I’ve 1 query written in our legacy system. (using MySQL 5.5)
Now, with growing data – the below mentioned query taking huge time.
In our system, we’ve somewhat 2,000,000,000 (2 billion rows) approx 650 GB of data.
Table is partitioned with respect to every day. (which means above query is fetching data from 30 partitions).
Allocate 16GB to innodb_buffer_pool_size.
SELECT * FROM ( SELECT a,b,c,d,e,f,g,h,i,j,k,l FROM TEST WHERE START_TIME between '2013-11-14 00:00:01' and '2013-12-14 23:59:59' ORDER BY START_TIME DESC ) as TEST_DATA LIMIT 10000;
Above Query => Means selecting all the columns for all the data between 1 month and performing sorting and at last show 10000 records to end user.
Now, my doubt goes: Query-2
SELECT a,b,c,d,e,f,g,h,i,j,k,l FROM TEST WHERE START_TIME between '2013-11-14 00:00:01' and '2013-12-14 23:59:59' ORDER BY START_TIME DESC limit 10000;
Above Query => selecting all the columns from 1 month of data and perform sorting and display the result as soon as 10000 records sorted. (No sorting and buffering of all records).
We have an index on START_TIME.
With Query-1 and Query-2 -> Does these 2 queries will display different result set?

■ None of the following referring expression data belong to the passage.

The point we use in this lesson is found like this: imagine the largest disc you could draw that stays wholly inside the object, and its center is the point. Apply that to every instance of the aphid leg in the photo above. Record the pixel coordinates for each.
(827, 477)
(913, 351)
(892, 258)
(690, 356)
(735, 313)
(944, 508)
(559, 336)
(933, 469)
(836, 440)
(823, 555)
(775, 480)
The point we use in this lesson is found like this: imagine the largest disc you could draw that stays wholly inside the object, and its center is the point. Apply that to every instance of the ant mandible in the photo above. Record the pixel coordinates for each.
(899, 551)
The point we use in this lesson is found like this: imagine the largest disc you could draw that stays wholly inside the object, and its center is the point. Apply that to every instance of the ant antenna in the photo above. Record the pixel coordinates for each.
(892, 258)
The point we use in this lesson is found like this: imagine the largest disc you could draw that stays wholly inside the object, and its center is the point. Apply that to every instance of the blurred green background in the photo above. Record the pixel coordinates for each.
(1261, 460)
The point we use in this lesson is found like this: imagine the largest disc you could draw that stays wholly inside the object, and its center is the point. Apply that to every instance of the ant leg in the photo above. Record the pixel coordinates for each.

Or same?
Because in Query-1, we doing sorting on all records and then display 10k
whereas in Query-2, we doing display 10k sorted records.
Thanks a lot for your help.
Look at the Difference
- The first query has a subquery that will do an index scan on the START_TIME index that can potentially return more than 10,000 rows.Then, 10,000 rows must be culled from it to produce the result.
- The second query would do an index scan and gather no more than 10,000 rows.
Both queries will display the same result, but the second query will do less work and take less processing to achieve.